次の日。


目が覚めてむくりと上半身を起こすと、カーテンが日差しによって光って見えた。



「……寝れなかった」



何処行くんだろう、とか色々と考え、緊張してあまり眠れなかった。


しかし、何故か頭は寝癖だらけである。



「う、わ!姉ちゃんが早い!」


「…どうしたの?」



朝食を食べている翔太と、台所で皿洗いをしている母親が目を丸くさせた。


お気に入りの可愛い服に着替えたけど、頭はボサボサ。



「友達と出掛けるの。
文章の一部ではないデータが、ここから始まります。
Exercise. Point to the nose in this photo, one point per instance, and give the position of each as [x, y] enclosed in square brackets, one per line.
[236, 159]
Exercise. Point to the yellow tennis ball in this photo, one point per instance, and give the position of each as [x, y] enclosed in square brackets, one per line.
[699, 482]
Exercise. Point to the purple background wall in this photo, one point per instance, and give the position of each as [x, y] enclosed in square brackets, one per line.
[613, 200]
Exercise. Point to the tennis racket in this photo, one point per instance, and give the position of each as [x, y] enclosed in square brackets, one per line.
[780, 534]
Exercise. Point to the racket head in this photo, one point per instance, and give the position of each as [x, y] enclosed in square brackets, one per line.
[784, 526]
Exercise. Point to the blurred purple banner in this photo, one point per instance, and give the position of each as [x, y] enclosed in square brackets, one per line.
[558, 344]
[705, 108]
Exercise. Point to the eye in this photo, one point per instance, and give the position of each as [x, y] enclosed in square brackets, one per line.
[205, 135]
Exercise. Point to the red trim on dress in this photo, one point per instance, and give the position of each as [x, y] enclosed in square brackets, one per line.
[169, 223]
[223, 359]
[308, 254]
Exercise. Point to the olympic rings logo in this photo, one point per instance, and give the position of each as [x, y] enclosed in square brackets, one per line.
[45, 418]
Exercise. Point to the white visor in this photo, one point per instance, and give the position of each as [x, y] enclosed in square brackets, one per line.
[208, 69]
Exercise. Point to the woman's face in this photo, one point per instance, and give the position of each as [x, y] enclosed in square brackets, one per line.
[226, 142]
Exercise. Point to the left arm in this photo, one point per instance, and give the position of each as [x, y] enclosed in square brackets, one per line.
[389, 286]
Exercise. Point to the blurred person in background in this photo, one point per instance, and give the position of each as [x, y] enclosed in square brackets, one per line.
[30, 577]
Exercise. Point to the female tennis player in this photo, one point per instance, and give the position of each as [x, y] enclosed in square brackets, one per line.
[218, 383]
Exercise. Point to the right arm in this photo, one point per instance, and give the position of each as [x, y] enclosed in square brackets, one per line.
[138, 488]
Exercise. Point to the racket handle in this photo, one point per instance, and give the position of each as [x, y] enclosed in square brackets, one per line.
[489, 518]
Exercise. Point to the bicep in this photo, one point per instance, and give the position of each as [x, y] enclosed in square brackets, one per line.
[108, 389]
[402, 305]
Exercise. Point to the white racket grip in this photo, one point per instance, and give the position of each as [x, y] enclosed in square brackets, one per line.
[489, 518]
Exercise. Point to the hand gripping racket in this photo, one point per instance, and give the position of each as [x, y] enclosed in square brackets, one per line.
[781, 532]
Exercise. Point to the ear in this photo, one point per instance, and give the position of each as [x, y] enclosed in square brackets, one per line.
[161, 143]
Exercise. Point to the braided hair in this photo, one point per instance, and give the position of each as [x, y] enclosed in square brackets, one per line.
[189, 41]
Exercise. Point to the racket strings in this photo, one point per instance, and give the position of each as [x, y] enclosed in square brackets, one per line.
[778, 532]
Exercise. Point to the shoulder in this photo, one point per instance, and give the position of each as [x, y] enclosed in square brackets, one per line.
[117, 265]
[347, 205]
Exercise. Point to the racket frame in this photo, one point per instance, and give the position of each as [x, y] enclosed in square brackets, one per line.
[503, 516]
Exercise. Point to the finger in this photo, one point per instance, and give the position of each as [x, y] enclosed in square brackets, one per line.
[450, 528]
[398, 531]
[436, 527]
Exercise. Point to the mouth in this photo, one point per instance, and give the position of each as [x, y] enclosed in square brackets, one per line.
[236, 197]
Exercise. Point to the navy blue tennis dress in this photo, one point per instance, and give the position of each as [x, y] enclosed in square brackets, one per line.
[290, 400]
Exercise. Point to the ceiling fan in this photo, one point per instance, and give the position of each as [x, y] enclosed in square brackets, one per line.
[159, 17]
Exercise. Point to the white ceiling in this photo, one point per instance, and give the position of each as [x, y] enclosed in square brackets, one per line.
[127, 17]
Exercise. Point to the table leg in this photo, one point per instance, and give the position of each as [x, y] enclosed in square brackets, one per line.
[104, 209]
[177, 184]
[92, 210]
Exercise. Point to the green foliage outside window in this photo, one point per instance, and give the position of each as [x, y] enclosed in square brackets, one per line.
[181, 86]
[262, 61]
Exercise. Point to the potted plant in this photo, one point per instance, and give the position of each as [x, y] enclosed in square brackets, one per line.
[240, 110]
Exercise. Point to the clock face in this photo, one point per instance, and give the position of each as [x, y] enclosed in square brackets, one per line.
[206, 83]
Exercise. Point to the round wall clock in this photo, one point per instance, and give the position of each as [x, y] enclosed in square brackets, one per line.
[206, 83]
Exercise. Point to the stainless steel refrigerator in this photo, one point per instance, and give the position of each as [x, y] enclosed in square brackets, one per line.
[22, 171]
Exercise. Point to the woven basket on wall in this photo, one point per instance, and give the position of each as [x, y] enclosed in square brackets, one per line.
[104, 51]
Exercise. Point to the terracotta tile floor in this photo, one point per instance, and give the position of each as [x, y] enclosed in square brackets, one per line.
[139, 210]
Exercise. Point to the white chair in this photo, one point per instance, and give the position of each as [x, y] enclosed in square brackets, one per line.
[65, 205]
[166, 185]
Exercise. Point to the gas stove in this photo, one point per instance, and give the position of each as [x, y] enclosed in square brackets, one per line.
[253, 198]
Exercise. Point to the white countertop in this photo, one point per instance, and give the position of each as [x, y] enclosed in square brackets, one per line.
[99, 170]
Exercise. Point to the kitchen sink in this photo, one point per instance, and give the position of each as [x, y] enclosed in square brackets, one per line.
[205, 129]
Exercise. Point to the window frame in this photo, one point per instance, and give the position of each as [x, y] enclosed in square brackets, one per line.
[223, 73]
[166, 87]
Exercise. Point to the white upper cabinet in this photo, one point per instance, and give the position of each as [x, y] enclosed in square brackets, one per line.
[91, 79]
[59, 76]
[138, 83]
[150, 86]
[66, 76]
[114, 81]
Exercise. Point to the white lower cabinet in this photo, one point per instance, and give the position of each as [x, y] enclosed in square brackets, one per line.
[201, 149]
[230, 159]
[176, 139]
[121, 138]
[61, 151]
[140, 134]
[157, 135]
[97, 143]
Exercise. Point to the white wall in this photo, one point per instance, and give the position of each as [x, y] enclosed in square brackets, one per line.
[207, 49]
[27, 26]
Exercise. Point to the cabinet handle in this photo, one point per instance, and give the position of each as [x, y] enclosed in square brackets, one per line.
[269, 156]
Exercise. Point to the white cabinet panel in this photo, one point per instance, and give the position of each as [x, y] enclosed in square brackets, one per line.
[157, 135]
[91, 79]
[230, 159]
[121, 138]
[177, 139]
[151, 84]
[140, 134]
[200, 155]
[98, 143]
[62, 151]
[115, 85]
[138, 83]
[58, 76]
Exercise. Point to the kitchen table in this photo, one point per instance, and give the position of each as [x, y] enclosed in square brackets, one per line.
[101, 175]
帰り、遅くなると思う」


「…日芽、あなたね、あれだけお父さんに言われて」


「うるさい」



母親の説教を遮って、翔太の皿のハムをつまみ食いした。



「…ちょ、ちょっと、日芽!」



リビングから出て、洗面所に歩く。


鏡で自分を見ると、今更凄い寝癖だと気付いた。



「…姉ちゃん」


「うわ!?」



鏡を通して、翔太と目が合った。



「何か、お父さんとお母さん…姉ちゃんのこと、悪く思ってるけど…オレは姉ちゃんの味方だから」


「……何で?」


「だって、あのお兄ちゃん、すっごい良い人だから!」



翔太は、洗面所に入って来て目を輝かせた。



「昨日、お兄ちゃんが家の前に来てから、ずっと見てたんだ。あの人、めっちゃ良い人だよ!」


「……小学生には、関係ないよ!どいた、どいた!」



翔太を軽くかわして、鞄を取ると玄関に座ってサンダルを履いた。


ありがとう、翔太。


ホントは、すっごい嬉しかったよ。